Par contre, je me sens attiré par un courant que je connais mal, le free cinema. Parfois, dans les boîtes à suggestion de festivals, je glisse l’idée d’une rétrospective Lindsay Anderson, d’une intégrale Tony Richardson.
Finalement, je n’aurai vu que des reprises de Karel Reisz, l’immigré tchèque du groupe, qui pour moi, aura donc réalisé un grand film anglais, nommé « Morgan ».
Se confirme une intuition selon laquelle les grands films britanniques sont dus à des étrangers (« Fahrenheit 451 » de Truffaut, « Providence » de Resnais, « Esther Kahn » de Desplechin ou « Bronson » du danois Winding Refn…).
« Morgan » est politiquement ironique, drôle et pétillant.

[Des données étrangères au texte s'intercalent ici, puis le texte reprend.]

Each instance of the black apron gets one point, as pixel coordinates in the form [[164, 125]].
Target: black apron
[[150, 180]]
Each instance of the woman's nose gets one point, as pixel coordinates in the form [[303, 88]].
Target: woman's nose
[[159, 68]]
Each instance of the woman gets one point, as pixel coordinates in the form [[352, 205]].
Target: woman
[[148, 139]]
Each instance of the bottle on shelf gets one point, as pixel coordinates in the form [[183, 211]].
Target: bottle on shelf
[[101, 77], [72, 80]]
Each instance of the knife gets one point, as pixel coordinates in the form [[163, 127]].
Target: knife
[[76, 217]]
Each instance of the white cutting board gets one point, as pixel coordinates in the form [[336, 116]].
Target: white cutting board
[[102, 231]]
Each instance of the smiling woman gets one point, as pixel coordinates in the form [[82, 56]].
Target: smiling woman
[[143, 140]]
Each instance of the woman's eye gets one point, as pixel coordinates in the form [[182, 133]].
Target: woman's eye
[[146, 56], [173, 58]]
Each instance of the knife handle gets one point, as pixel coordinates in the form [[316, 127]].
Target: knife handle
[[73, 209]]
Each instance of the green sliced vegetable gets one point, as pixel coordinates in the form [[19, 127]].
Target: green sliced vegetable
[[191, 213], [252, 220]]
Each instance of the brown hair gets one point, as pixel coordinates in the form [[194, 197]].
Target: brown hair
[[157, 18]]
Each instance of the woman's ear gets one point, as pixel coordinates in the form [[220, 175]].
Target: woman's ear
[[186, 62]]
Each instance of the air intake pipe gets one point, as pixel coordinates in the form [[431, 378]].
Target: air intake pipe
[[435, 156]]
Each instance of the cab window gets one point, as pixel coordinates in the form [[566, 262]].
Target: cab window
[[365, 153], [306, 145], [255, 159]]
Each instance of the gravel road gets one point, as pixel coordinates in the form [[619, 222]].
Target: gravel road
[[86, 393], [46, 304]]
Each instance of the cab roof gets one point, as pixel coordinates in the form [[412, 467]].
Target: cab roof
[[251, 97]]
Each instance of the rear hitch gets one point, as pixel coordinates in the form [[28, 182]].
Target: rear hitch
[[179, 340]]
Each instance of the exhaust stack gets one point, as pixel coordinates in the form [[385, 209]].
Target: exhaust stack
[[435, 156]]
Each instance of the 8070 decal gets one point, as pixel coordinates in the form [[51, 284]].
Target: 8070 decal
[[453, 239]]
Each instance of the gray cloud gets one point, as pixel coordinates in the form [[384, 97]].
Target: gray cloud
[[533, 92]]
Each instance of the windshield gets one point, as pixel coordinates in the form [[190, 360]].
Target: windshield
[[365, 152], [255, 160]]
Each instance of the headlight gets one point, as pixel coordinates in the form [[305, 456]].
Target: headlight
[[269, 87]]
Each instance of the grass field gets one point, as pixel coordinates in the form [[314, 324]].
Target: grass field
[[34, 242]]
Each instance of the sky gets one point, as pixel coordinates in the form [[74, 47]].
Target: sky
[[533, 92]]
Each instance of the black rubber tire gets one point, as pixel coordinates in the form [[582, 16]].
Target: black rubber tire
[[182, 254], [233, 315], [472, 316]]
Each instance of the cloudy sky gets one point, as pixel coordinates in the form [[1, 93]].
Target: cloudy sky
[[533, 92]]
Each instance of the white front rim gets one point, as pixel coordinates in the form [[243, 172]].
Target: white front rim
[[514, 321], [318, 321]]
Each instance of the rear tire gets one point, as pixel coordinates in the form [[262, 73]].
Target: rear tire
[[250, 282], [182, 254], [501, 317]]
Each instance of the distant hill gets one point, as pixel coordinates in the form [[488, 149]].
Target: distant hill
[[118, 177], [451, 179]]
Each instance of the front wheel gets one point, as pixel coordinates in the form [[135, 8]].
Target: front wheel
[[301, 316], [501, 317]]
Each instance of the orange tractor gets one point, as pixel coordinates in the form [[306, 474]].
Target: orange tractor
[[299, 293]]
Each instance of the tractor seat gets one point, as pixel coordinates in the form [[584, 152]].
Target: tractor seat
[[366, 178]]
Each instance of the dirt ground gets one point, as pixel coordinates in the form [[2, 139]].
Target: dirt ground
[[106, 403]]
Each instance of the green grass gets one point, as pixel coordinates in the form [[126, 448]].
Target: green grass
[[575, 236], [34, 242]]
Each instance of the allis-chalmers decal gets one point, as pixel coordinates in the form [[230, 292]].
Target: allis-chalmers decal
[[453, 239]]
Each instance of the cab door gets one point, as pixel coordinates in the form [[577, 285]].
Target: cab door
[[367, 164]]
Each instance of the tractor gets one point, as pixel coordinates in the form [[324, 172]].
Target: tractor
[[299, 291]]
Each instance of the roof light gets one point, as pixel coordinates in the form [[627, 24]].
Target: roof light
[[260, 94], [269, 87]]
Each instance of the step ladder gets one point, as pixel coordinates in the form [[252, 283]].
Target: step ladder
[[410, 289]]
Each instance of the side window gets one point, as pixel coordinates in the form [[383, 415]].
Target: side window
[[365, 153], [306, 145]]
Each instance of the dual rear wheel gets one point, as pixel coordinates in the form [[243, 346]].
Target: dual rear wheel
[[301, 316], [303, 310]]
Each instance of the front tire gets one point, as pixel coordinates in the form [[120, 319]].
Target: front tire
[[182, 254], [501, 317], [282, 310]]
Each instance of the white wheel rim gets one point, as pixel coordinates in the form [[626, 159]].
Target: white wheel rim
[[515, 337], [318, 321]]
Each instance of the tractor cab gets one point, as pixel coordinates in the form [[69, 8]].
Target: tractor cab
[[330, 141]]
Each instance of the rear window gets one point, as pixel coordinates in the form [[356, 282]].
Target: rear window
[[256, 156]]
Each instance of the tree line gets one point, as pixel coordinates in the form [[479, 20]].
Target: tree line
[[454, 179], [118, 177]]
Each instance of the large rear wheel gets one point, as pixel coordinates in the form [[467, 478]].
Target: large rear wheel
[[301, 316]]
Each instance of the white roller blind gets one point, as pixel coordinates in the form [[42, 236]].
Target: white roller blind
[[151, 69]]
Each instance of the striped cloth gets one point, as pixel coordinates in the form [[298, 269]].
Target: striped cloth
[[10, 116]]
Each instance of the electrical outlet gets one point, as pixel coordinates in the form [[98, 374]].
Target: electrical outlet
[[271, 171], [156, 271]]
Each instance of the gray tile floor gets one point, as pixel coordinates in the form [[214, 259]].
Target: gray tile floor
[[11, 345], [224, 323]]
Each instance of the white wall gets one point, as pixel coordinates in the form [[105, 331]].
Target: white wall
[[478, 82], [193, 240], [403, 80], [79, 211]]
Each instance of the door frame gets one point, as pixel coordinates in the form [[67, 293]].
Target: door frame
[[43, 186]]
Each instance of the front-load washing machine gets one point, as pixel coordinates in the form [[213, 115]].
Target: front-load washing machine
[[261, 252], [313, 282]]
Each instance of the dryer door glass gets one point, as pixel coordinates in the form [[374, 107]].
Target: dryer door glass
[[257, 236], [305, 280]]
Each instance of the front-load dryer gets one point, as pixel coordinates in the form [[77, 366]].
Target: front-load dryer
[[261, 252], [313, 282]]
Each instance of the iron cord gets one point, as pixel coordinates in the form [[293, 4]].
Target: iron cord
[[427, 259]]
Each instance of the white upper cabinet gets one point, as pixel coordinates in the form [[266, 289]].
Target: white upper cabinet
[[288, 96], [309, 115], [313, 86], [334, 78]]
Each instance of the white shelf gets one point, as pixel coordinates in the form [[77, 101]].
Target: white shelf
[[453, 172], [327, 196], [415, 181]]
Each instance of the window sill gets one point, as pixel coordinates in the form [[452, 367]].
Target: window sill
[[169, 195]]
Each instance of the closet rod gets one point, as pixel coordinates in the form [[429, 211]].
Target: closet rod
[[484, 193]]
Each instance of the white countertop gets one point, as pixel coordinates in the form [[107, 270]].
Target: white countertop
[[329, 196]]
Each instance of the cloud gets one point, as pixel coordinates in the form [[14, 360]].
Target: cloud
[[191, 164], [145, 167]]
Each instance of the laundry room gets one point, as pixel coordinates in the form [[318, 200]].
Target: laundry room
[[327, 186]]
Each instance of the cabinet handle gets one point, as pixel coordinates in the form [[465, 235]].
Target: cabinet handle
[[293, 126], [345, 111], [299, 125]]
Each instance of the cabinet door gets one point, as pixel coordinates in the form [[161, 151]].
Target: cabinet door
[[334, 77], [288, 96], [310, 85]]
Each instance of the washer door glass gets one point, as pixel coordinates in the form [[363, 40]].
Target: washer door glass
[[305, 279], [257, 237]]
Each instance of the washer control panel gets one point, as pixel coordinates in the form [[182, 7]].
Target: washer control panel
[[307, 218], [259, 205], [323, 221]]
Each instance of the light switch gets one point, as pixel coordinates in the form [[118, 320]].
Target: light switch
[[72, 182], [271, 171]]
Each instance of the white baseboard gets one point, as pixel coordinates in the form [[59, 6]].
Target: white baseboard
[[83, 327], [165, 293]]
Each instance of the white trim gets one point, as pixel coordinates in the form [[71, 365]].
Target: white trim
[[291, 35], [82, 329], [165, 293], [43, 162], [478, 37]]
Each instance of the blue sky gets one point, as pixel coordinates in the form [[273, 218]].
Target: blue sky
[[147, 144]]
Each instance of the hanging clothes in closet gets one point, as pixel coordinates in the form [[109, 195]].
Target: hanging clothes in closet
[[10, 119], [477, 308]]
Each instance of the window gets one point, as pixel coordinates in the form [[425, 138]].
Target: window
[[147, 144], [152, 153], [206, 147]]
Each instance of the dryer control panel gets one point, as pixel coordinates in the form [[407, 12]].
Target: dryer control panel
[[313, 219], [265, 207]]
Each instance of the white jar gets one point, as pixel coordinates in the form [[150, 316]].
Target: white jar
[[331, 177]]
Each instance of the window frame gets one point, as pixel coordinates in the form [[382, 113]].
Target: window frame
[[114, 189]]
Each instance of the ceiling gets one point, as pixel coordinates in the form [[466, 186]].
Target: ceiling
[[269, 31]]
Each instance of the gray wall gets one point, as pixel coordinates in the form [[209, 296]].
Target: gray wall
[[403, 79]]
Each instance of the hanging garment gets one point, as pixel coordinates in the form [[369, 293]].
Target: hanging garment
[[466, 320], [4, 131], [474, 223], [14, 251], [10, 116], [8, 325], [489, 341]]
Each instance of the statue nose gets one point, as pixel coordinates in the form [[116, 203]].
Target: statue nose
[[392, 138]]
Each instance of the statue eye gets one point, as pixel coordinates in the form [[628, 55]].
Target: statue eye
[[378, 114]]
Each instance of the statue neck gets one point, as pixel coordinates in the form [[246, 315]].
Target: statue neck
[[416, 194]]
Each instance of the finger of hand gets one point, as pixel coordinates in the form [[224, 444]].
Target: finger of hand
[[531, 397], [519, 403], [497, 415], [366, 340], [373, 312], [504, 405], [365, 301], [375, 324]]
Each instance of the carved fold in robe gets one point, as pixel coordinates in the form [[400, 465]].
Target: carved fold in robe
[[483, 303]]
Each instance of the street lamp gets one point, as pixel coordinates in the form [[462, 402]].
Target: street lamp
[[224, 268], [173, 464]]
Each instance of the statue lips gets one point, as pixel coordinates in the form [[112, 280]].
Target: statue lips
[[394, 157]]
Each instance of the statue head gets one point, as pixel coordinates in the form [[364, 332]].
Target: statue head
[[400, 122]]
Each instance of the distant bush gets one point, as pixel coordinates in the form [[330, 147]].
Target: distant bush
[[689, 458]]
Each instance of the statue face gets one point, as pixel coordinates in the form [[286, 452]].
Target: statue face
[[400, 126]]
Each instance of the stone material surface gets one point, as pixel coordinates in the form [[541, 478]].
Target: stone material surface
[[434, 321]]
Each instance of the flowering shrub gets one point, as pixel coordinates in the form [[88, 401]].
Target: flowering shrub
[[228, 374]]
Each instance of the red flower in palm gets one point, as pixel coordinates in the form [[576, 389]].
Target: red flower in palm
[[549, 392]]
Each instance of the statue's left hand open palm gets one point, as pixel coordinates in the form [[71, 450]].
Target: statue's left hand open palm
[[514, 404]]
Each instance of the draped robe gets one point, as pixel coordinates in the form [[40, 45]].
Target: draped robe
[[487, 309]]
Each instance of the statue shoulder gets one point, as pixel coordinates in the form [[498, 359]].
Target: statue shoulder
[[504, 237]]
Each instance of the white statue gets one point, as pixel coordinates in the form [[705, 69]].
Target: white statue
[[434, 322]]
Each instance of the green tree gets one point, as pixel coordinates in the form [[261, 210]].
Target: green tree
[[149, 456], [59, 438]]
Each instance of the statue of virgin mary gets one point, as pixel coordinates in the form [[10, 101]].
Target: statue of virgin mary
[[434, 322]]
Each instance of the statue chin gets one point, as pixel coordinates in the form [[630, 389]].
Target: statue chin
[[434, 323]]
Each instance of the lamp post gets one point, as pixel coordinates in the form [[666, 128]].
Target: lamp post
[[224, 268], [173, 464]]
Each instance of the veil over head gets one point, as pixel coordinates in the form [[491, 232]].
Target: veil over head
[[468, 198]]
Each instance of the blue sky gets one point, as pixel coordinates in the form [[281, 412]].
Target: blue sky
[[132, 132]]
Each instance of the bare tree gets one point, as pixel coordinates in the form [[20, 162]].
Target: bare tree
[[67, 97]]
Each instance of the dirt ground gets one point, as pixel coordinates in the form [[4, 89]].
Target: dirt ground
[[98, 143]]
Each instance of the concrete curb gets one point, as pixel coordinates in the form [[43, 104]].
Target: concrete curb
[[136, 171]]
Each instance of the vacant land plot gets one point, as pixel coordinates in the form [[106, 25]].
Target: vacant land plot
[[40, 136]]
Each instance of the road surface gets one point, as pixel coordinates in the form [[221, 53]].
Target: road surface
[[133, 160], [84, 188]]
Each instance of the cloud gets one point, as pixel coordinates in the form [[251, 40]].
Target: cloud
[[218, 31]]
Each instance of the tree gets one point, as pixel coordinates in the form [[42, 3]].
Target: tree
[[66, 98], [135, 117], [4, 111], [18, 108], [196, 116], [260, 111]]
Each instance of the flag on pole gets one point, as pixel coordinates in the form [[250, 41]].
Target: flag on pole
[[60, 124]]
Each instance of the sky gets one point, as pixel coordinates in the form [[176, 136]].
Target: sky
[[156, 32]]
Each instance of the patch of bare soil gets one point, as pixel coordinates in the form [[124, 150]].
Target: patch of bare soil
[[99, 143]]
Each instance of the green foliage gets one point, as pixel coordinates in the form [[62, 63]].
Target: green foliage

Fort bien joué, il se joue des conventions (visuelles, narratives, bourgeoises…) tout en jouant le jeu du divertissement malin. C’est un film anglais.
Je crains, pourtant, qu’il ne me soit jamais resté en mémoire s’il n’était emprunt de l’absurde angoisse et de la mélancolie propre à la Mittel Europa où est né son réalisateur.
Lorsque David Warner se déguise en gorille pour agacer la belle Vanessa Redgrave, c’est Freud qui rencontre Tarzan. Lorsque le jeune homme se voit poursuivi par une statue de Staline, c’est le même Freud que consulte « Le dictateur ».
C’est aussi un paroxysme d’angoisse et de solitude.
Le ridicule costume de singe n’autorise Morgan qu’à faire peur et à se casser la figure dans une maison qui n’est plus la sienne, pauvre quadrumane dans un monde lisse et droit. Le cache cache avec Staline se déroule dans la décharge d’un ferrailleur comme si les spectres du XXe siècle appartenaient déjà à la légende de peuples qui les imaginent en figures comiques, définitivement relégués dans l’inconscient collectif.
Or, si le fou Morgan souffre, c’est bien de se rappeler que les fantômes comme les sentiments résistent à la modernité.

film-morgan6

~ par 50 ans de cinéma sur 30 octobre 2014.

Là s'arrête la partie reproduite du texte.